Jeśli mamy zapalone reflektory (a mamy teraz aż do wiosny, a część z nas przez cały rok niezależnie od przepisów), strumień światła bije wysoko i oślepia kierowców z przeciwka. Dlatego już 12 lat temu w Unii Europejskiej wprowadzono obowiązek wyposażania nowo rejestrowanych aut w zdalną regulację wysokości reflektorów w zależności od obciążenia pojazdu. Oznacza to, że każdy kierowca musi mieć możliwość dostosowywania wysokości świecenia reflektorów głównych do stopnia załadowania jego auta.

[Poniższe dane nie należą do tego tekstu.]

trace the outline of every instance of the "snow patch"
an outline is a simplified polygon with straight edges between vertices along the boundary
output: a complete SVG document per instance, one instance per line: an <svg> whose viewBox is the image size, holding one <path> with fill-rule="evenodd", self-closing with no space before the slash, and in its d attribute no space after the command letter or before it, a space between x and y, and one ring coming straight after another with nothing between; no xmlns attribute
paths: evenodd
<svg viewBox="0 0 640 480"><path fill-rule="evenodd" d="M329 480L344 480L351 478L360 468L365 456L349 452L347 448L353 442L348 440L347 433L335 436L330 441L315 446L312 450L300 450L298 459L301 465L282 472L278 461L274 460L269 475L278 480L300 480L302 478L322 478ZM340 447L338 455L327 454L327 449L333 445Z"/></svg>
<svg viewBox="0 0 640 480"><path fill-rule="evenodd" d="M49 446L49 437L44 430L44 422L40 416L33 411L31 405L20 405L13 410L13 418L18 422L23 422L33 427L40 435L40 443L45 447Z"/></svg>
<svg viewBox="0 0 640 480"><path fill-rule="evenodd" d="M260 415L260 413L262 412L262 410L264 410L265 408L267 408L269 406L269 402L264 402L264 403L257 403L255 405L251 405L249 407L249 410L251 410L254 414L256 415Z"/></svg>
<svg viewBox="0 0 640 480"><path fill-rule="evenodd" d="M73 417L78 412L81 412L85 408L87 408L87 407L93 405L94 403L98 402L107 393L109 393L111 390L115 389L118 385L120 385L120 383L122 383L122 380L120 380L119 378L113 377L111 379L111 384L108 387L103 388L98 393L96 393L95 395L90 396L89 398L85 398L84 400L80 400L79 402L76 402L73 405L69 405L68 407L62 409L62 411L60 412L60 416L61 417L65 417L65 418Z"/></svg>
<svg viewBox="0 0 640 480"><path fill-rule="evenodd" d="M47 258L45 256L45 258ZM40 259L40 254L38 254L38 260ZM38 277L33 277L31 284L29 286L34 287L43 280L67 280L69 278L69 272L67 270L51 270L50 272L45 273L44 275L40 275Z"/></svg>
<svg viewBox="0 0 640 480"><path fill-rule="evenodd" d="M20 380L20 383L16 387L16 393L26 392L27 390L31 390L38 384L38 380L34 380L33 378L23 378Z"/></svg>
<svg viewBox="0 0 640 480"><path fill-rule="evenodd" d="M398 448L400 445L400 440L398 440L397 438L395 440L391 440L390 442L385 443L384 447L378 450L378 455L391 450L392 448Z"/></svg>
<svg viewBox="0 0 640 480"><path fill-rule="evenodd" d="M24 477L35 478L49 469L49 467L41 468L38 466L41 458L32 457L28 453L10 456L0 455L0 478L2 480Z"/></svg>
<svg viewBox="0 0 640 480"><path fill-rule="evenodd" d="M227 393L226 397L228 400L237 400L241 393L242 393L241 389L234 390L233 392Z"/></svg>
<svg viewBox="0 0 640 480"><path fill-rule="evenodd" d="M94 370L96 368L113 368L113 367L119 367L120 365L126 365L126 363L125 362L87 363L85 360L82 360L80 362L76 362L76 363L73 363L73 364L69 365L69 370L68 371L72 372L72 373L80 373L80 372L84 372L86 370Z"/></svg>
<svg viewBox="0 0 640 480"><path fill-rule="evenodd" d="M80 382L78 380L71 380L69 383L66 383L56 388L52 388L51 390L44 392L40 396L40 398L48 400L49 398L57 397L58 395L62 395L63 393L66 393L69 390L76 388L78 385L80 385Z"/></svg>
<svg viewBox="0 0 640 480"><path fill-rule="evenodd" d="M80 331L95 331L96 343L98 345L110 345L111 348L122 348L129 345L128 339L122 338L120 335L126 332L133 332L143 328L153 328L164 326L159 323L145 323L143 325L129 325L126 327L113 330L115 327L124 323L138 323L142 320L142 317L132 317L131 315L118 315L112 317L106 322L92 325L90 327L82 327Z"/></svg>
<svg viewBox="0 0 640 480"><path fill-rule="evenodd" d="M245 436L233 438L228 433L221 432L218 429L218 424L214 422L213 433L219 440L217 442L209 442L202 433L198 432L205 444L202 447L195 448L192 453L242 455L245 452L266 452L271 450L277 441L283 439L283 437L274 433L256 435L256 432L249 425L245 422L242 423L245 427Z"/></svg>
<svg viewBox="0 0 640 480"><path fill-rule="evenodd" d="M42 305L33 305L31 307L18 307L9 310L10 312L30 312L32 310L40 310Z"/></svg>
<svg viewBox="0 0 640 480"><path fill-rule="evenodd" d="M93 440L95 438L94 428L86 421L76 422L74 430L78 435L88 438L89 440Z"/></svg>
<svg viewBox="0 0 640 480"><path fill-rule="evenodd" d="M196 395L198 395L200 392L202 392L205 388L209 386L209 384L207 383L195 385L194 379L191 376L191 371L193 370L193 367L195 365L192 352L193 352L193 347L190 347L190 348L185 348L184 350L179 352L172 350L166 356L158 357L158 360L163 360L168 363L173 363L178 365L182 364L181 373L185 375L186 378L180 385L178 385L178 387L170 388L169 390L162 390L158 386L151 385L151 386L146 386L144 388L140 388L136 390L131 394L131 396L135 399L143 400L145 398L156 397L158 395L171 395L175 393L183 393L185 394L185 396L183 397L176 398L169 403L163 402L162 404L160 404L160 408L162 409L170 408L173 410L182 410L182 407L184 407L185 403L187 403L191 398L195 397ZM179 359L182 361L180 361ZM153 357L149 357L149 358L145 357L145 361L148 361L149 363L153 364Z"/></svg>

Odbywa się to za pośrednictwem małego pokrętła umieszczanego w różnych samochodach w różnej pozycji i w różnych miejscach, zawsze jednak w okolicy kierownicy. Ma ono kilka położeń, z reguły 0-5, opisanych dokładnie w instrukcji obsługi jako odpowiadające różnym stopniom obciążenia pojazdu. Nie zawsze odpowiada to idealnie zamierzeniom konstruktorów, dlatego ceniący sobie bezpieczeństwo właściciel auta powinien po regulacji świateł w serwisie dokładnie zapamiętać położenie linii cienia dla świateł mijania w obciążonym tylko przez kierowcę samochodzie (na przykład na murze) i po załadowaniu kufra tak operować owym pokrętłem, by uzyskać strumień światła o identycznej wysokości. Ale uwaga: dopiero po dokładnej regulacji oświetlenia w warsztacie! Niemal równie istotne jest przestawienie regulatora na pozycję wyjściową, gdy auto opuszczą pasażerowie wraz z bagażem. Inaczej zasięg reflektorów będzie absurdalnie wręcz krótki, co jest bardzo ryzykowne. Dlatego jeśli macie wrażenie, że Wasze światła nie oświetlają szosy w stopniu, w jakim powinny, sprawdźcie najpierw, czy nikt nie bawił się regulatorem albo czy sami nie zapomnieliście o jego przestawieniu po ostatnim wyjeździe weekendowym.
Tajemnicze kółeczko
Komfortowe układy jezdne nowoczesnych samochodów mają swoją cenę: im bardziej miękko resorują, tym silniej samochód "przysiada" po załadowaniu. A ponieważ bagażnik zwykle znajduje się z tyłu, kufer auta opada do ziemi, nos zaś się unosi.